Takaki Kanehiro is revered because he helped to found and foster what has become medical education in Japan, translating from what was a traditional Eastern style to the scientific method that provided Japan with the tools for the study of disease. It was because of learning the scientific method of thought that he hypothesized that beriberi was a nutritional deficiency. Thus it turns out that Western medicine cured a disease in Japan.
How Western Medicine Cured Beriberi – a disease that Eastern medicine couldn’t
In the latter half of the eighteenth century, beriberi was widespread throughout Southeast Asia, especially in Japan, as well as China, Indonesia, Java, and the Philippines. A little over one third of all illness in the Japanese navy was from beriberi. Beriberi is a disease caused from a deficiency of vitamin B1 (thiamine). Without thiamine, the body cannot utilize the energy from carbohydrates, fat, and protein. Symptoms include weight loss, weakness, pain in the limbs, impaired sensory perception, emotional disturbances, irregular heart rate, and swelling of the lower extremities (edema). It might start with difficulty walking, followed by tingling or loss of sensation, mental confusion, pain, and can progress on to heart problems and death. The confusing complex of symptoms all comes from the deficiency of just one vitamin.
Much like James Lind did with scurvy, Takaki looked at various theories of the cause of beriberi—clothing, living quarters, and even the temperature of the places the ships went. He noted that the officers of the ship rarely contracted beriberi and had access to more variety of food. In contrast sailors and the prisoners on the ships, had more beriberi and tended to eat primarily polished white rice, and had beriberi. Takaki also noted that when ships were in port, many of the sailors with beriberi recovered. His belief that diet was a component of beriberi had to be tested.
His experiment was set up with a ship that was given increased provisions of bread, meat, and vegetables. The ship followed the route of a control ship that had the usual provisions, where most of the crew would eat white rice. The control ship had 169 cases of beriberi among the 370-member crew, with twenty-five deaths. In the test ship, there were no cases of beriberi. This prompted reforms to increase the food provisions among the Japanese Navy. In 1882, when Takaki had started looking at beriberi there were an average of 404 cases of beriberi for every one thousand sailors, and after his reforms were implemented in 1886 there was less than one case per thousand.
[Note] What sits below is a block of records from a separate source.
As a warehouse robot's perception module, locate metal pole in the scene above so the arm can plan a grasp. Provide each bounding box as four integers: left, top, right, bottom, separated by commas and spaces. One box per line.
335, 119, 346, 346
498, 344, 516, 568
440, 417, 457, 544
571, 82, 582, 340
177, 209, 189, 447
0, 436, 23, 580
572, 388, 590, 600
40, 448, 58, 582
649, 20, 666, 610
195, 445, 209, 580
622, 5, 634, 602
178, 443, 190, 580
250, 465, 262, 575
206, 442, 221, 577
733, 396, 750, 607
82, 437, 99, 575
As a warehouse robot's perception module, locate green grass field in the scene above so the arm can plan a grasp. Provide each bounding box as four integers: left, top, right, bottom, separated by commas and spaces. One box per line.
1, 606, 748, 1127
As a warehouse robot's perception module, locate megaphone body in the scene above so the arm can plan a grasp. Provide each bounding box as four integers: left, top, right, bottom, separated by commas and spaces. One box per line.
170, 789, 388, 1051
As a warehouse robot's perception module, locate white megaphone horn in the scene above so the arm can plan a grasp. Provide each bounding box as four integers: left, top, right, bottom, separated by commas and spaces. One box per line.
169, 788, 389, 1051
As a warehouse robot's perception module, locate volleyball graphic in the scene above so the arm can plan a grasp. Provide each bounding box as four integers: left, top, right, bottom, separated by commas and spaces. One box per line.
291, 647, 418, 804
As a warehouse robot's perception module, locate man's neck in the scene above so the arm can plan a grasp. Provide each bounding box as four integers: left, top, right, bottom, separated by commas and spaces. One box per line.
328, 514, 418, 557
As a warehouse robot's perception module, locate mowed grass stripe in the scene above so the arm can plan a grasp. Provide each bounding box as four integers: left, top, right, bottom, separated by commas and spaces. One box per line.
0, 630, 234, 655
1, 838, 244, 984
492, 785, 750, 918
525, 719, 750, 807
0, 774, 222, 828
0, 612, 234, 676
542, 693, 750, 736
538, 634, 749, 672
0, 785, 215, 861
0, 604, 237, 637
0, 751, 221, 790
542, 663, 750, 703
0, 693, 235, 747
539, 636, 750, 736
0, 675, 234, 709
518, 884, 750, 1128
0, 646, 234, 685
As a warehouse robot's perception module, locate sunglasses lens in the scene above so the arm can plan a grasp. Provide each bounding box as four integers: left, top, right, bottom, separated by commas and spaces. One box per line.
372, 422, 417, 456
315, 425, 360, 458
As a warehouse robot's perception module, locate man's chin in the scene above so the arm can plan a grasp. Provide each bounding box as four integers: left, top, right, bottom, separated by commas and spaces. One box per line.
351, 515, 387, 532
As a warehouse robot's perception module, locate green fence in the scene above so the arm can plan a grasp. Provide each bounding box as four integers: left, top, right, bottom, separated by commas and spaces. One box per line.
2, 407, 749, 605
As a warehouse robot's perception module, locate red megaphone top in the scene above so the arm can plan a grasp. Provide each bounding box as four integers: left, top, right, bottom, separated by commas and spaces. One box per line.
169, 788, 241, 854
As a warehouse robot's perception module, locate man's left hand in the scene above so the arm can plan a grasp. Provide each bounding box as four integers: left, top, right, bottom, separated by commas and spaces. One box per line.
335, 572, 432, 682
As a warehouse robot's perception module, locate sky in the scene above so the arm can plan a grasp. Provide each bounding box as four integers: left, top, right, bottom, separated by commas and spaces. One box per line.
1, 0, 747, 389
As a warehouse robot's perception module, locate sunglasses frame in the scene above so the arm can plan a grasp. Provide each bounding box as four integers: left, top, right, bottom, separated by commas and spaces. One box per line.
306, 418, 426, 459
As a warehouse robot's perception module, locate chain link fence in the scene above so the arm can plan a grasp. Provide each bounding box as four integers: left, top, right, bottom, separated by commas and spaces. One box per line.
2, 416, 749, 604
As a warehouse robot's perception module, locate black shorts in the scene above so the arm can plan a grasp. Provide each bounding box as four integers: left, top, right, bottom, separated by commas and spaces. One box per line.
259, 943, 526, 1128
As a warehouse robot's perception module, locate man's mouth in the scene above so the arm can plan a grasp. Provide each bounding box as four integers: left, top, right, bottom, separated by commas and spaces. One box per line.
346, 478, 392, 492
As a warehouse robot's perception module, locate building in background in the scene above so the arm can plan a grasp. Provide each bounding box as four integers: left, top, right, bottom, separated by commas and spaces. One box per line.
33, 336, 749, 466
Fifteen years after Takaki published his success in treating beriberi, the world had still not been convinced that beriberi was caused by a nutrient deficiency. In those days, iPads were not readily available, and few in Europe read Japanese medical journals – in part because their “Eastern” medicine had proven itself unhelpful. On the Dutch colony of Java, a physician named Dr. Christiaan Eijkman was assigned to find the “microbe” associated with beriberi. Eijkman observed that chickens fed white, polished rice developed classic beriberi. When Eijkman fed unprocessed rice to chickens, the chickens didn’t get beriberi, even when inoculated with the “germs” from chickens that had beriberi.
In 1901, Eijkmann interpreted beriberi as a deficiency syndrome. For his work he was awarded the Nobel Prize in medicine in 1929. Takaki had died in 1920, nine years before the prize was awarded; the Nobel Prize is never given posthumously.
Eastern medicine didn’t cure beriberi, but someone who was classically trained in the west did. Takaki didn’t “integrate” his training in “Eastern” medicine – he tossed that false erudition as should we all.